Every year for our anniversary we try to plan a trip to the mountains, and try and summit something.
The first year we went to the whistler backcountry. Our "summit" wasn't an actual summit, and our "sunrise" was behind some clouds, but it was a great trip.
The second year, to the Callaghan valley. This trip was not so good.
This year, we figured we would go big. Mount Baker. Not much bigger around here, anyways.
We started with a master plan. And like always, it was much too big of a master plan. My team at work was taking Friday off to go skiing at Whistler and we'd been looking at going to Mount Baker to ski tour for the weekend. Why not do both? Ski Friday, get up early Saturday, head to Baker, bag the peak Sunday morning in time to head home for work on Monday.
This sounded great, but meant that we spent the whole week packing, planning, re-packing, researching, shopping....everything but Triathlon training. And we hit Friday completely exhausted. We spent most of Saturday recovering, and then got up early on Sunday to head out.

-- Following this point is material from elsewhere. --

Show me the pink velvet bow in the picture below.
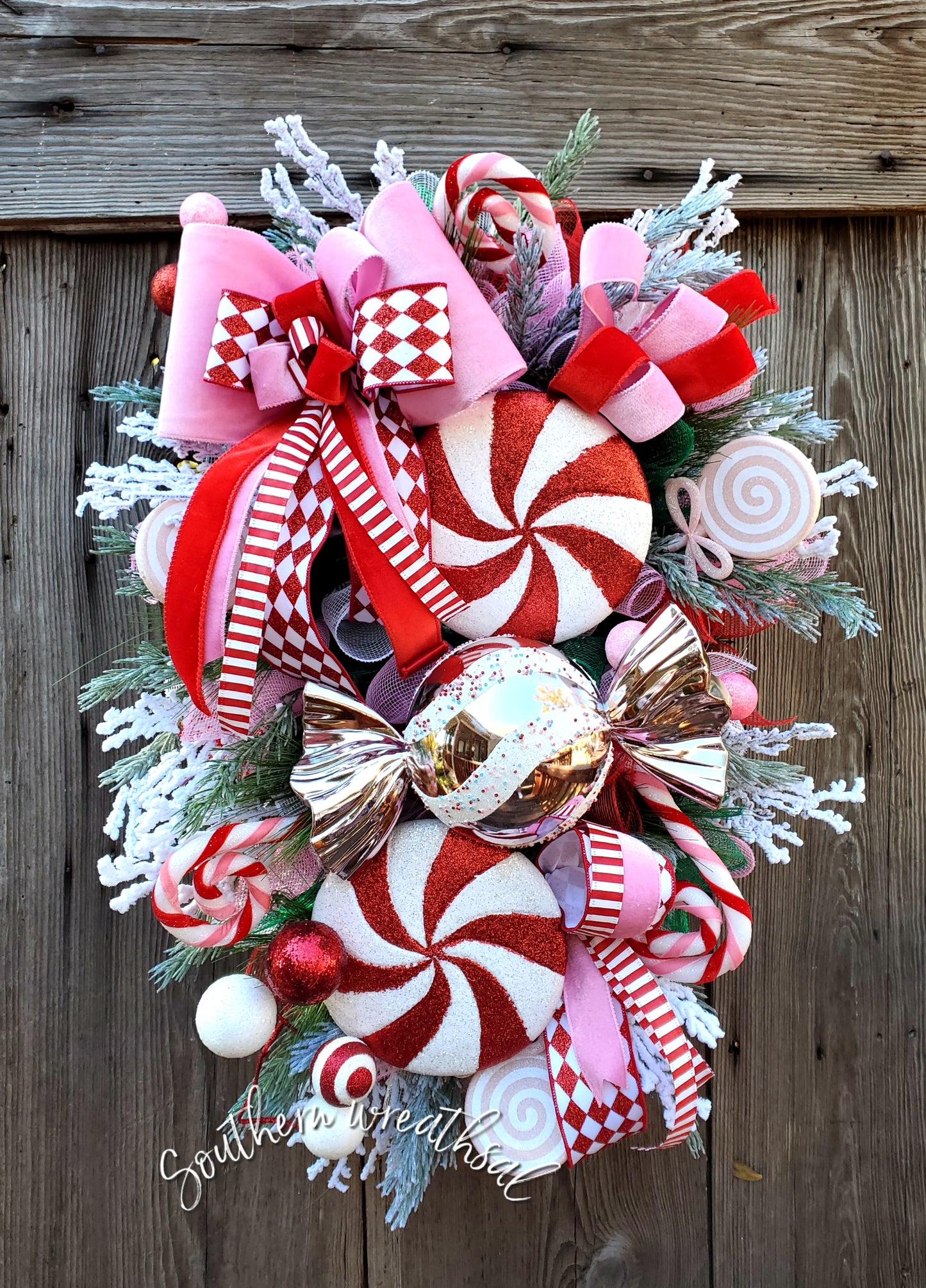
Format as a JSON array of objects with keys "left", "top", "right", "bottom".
[{"left": 160, "top": 183, "right": 525, "bottom": 445}]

[Note: this trip is usually done in the summer, to avoid extra gear and the typically bad weather on Baker throughout the winter. This weekend had unseasonable amounts of sun and sky forecasted, so we decided to go for it]
First lesson: the access road is gravel in the summer. In the winter, it is a groomed snowmobile trail. This added 7-8 miles of skinning uphill on an access road to our day.
Second lesson: snowmobilers do not offer rides.
Third lesson: as the route is a summer route, the bridges over creek crossings are actually taken out over the winter.
Fourth lesson: crossing a creek in winter ski touring gear is difficult
Fifth lesson: not only are the bridges taken out, but all signage and trail markers are as well.
All in all, we ended up travelling 22 km, climbing almost 800 metres of elevation, and crossing 2 creeks. We made it approximately 800 metres past the trailhead.
Maybe next year we'll book a helicopter or something.